No, 3D printed guns won't destroy society

By Ben Everard. Posted

3D printing is in the news again this week because US firm Defence Distributed has released files for a 3D-printed gun. This gun, named the Liberator, will fire a single bullet with a claimed range of 25 feet. In principle, anyone with a 3D printer (or access to one) could download and print their own gun.

The thought of unlimited, unauthorised and uncontrolled firearms is rightfully scary, but this news isn't.

Firstly, this isn't a very good weapon. A single bullet with a range of under 10 metres makes this slighly less accurate than a 17th century flintlock pistol. It's also been possible to make guns similar to this using products you can get at most hardware stores (take a look at wikipedia's entry on zip guns for more details. The reason our streets aren't plagued with these is because, frankly, they're awful. Like the 3D-printed Liberator, they're low-range, inaccurate and liable to explode injuring or killing the person firing the weapon rather than the person it's pointed at. A home-made bow and arrow is likely to be a more dangerous weapon.
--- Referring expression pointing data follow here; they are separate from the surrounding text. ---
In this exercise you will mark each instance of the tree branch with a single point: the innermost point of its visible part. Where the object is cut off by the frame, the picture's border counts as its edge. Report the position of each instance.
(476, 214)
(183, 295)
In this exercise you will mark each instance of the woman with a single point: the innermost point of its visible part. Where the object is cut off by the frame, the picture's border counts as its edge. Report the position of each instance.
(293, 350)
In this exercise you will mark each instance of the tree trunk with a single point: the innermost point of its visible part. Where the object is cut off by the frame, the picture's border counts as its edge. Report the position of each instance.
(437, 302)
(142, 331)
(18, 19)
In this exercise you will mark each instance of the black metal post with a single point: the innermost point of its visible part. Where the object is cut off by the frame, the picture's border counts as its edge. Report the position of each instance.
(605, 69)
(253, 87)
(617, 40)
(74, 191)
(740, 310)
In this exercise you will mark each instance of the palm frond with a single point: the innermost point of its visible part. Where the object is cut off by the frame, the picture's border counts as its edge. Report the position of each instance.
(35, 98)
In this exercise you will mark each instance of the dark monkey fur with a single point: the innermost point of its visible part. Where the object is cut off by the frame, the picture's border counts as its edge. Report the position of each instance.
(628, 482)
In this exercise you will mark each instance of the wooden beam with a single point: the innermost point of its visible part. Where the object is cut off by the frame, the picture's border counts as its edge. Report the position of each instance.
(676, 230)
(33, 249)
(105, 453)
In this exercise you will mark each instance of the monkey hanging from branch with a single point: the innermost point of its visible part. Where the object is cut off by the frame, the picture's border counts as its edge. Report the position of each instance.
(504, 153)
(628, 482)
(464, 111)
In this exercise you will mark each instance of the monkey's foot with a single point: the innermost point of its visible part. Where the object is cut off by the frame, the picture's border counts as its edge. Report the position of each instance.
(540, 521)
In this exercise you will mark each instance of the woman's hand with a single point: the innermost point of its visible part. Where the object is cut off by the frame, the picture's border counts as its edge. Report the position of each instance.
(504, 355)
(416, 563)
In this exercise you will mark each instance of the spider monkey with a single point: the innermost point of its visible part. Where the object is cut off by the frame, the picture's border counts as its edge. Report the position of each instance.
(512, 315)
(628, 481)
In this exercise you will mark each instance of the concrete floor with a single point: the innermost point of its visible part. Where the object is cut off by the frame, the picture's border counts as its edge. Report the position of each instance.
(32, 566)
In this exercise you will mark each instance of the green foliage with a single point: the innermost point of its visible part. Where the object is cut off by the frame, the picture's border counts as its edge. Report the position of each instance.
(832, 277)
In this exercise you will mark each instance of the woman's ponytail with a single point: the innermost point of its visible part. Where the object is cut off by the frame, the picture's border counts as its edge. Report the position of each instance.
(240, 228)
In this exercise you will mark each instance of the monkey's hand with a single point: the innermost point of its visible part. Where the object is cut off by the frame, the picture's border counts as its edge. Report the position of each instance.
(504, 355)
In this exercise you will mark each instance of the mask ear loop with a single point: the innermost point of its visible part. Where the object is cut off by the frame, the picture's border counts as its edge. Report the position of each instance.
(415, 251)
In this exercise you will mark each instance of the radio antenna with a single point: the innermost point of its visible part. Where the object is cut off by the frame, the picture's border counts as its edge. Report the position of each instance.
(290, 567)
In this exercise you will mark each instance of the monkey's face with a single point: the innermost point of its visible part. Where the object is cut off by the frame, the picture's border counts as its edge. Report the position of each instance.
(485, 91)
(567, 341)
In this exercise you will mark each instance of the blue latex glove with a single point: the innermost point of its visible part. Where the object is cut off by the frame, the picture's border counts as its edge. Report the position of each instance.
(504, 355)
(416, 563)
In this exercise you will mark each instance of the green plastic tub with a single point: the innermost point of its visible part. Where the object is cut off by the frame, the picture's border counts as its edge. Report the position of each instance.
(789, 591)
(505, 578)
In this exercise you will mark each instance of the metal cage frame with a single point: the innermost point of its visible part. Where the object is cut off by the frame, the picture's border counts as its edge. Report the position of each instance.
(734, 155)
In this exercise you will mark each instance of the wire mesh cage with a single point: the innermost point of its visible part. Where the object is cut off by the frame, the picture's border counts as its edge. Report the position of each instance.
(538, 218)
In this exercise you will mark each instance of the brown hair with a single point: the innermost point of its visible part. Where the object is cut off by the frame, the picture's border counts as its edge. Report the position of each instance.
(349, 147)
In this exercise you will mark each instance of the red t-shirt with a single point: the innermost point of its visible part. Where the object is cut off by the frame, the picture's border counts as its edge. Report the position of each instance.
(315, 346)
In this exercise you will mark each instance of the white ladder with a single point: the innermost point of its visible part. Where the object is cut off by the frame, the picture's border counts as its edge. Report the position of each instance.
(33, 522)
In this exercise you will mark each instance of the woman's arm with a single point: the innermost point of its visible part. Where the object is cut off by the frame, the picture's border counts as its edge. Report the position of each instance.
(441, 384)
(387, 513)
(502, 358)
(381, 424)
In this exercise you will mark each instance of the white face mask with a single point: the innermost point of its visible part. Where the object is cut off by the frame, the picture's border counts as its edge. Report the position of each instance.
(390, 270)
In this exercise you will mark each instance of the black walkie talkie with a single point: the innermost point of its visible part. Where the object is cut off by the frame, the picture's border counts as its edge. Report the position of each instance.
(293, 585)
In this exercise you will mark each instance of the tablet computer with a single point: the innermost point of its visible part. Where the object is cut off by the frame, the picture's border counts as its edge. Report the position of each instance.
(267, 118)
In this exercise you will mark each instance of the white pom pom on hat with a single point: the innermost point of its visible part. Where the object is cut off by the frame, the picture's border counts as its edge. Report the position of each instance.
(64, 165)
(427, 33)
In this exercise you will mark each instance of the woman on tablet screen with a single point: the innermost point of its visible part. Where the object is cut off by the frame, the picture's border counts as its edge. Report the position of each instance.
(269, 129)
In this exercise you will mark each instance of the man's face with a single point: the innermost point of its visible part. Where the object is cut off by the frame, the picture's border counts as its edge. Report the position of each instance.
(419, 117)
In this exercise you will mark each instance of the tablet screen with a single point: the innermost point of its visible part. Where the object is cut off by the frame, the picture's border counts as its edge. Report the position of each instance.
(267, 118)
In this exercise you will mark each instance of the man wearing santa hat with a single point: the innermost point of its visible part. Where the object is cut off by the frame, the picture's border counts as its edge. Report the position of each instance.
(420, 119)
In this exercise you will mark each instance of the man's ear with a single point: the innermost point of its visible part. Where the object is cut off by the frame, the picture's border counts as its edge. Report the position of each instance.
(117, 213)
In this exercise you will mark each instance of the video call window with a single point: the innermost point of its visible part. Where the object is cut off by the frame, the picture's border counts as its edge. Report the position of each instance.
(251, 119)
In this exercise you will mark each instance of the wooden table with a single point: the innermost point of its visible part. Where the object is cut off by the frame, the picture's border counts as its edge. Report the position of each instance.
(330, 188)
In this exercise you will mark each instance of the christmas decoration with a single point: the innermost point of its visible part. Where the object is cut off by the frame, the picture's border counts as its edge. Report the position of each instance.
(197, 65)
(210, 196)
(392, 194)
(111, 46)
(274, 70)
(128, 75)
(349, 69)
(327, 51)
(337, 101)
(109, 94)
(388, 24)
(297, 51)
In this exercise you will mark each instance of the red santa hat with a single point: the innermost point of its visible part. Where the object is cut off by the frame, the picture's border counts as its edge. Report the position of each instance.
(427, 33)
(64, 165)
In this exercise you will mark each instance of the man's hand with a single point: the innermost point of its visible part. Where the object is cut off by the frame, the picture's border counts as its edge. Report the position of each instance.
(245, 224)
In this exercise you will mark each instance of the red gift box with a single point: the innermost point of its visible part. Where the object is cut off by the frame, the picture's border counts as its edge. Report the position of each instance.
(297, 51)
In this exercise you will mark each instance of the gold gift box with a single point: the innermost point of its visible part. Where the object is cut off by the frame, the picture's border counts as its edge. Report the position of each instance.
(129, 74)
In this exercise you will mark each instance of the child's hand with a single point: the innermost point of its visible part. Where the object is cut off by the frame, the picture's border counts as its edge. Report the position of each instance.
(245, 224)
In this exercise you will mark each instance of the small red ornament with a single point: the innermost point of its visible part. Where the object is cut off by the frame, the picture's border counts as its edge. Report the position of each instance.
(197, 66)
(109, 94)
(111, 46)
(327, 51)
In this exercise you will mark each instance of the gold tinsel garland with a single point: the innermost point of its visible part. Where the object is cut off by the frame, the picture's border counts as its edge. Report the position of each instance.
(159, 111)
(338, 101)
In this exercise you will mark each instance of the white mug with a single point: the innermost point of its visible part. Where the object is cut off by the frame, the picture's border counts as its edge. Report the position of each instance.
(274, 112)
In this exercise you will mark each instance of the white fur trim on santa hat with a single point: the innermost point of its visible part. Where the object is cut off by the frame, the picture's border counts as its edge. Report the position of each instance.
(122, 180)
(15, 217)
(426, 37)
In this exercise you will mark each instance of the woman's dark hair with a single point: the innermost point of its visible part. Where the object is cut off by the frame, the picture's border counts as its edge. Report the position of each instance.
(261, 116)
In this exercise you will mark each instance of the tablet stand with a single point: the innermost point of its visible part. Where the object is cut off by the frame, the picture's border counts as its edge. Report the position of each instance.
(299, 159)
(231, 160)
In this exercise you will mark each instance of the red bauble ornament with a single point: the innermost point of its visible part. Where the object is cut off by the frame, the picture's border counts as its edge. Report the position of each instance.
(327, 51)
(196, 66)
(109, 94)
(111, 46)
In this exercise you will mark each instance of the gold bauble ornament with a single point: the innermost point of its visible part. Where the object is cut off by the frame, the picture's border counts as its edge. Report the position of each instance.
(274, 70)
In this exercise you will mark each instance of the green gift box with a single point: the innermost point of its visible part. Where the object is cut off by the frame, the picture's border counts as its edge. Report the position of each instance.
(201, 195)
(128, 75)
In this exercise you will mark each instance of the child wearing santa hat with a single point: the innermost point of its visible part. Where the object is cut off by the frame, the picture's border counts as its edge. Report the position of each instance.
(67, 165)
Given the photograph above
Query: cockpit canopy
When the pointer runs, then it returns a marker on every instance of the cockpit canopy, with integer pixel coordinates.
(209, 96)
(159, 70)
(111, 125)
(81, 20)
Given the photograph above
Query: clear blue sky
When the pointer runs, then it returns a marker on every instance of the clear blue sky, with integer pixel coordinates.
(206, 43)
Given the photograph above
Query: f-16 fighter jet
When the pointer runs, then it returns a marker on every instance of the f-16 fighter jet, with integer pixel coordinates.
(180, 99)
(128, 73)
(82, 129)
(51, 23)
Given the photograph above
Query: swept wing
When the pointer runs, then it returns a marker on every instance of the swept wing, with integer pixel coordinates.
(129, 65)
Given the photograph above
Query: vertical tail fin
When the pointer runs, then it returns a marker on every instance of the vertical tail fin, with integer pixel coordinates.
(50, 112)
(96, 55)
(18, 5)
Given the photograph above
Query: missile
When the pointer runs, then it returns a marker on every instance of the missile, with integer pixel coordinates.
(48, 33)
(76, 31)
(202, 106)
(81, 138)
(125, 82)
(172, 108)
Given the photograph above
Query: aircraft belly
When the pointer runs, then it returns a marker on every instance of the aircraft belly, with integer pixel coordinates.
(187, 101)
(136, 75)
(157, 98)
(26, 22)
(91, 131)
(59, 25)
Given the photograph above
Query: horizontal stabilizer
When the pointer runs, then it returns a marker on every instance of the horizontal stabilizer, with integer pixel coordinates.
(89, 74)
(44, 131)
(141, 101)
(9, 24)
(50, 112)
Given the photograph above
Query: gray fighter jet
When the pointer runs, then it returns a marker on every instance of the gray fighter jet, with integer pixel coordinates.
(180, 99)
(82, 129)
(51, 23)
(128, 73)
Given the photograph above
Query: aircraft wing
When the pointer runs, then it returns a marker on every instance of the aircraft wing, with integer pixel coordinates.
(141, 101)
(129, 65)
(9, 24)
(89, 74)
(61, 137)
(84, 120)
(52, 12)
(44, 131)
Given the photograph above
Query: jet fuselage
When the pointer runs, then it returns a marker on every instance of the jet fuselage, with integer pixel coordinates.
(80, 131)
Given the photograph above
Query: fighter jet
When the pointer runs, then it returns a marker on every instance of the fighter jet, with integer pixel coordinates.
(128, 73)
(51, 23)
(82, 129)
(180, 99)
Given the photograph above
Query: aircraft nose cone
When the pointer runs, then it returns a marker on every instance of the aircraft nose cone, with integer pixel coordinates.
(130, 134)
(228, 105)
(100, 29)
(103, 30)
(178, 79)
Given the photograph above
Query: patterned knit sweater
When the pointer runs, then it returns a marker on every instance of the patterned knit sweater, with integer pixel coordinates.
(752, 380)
Of course, you could argue that this is just the current version. As designs improve and 3D printers get better (particularly at shaping metal), it's possible that far more advanced firearms will become download-and-printable. It's certainly true than metal 3D printers will become cheaper and more available (as will metal milling machines, but these aren't currently as in-vogue as 3D printers). However, it's also possible to buy a lathe and other metalworking tools needed to create a gun right now. While there are, no doubt, some clandestine gun factories around, there's no call that metalworking workshops or claims that lathes or forges are dangerous to society.

A determined and well-resourced person has – for the last few decades at least – been able make a gun using tools and machinery easily available, and 3D printing doesn't change that. The quality of the tooling needed to make a gun means that 3D printers capable of making a quality firearm won't be affordable home tools for many years if ever. Frankley, there are likely to always be easier and cheaper methods of getting a useable gun than 3D printing and nothing we've seen seems likely to change this in the near or intermediate future. Demonising 3D printing because it could cause gun crime makes as much sense as demonising grindstones because they could cause knife crime.

Here's a short list of things that have the potential to be highly dangerous weapons but are available for sale right now. They are all, in our view, more dangerous than a Liberator 3D printed gun yet any of them can be purchased easily in the UK (and many other countries):

  • Fireworks
  • Crossbows
  • Pressure cookers
  • Cars
  • High-powered lasers
  • Chainsaws

We should be worried about weapons on the streets, but the solution to this isn't to attack a technology that could, potentially, with a bit of handwaving, cause some harm.

The solution to violent crime tomorrow will be the same as the solution yesterday and today: invest in police forces, invest in interventions that have been shown to reduce crime, and work with offenders to reduce reoffending. Scapegoating a technology that has the potential to improve society in thousands of ways doesn't help.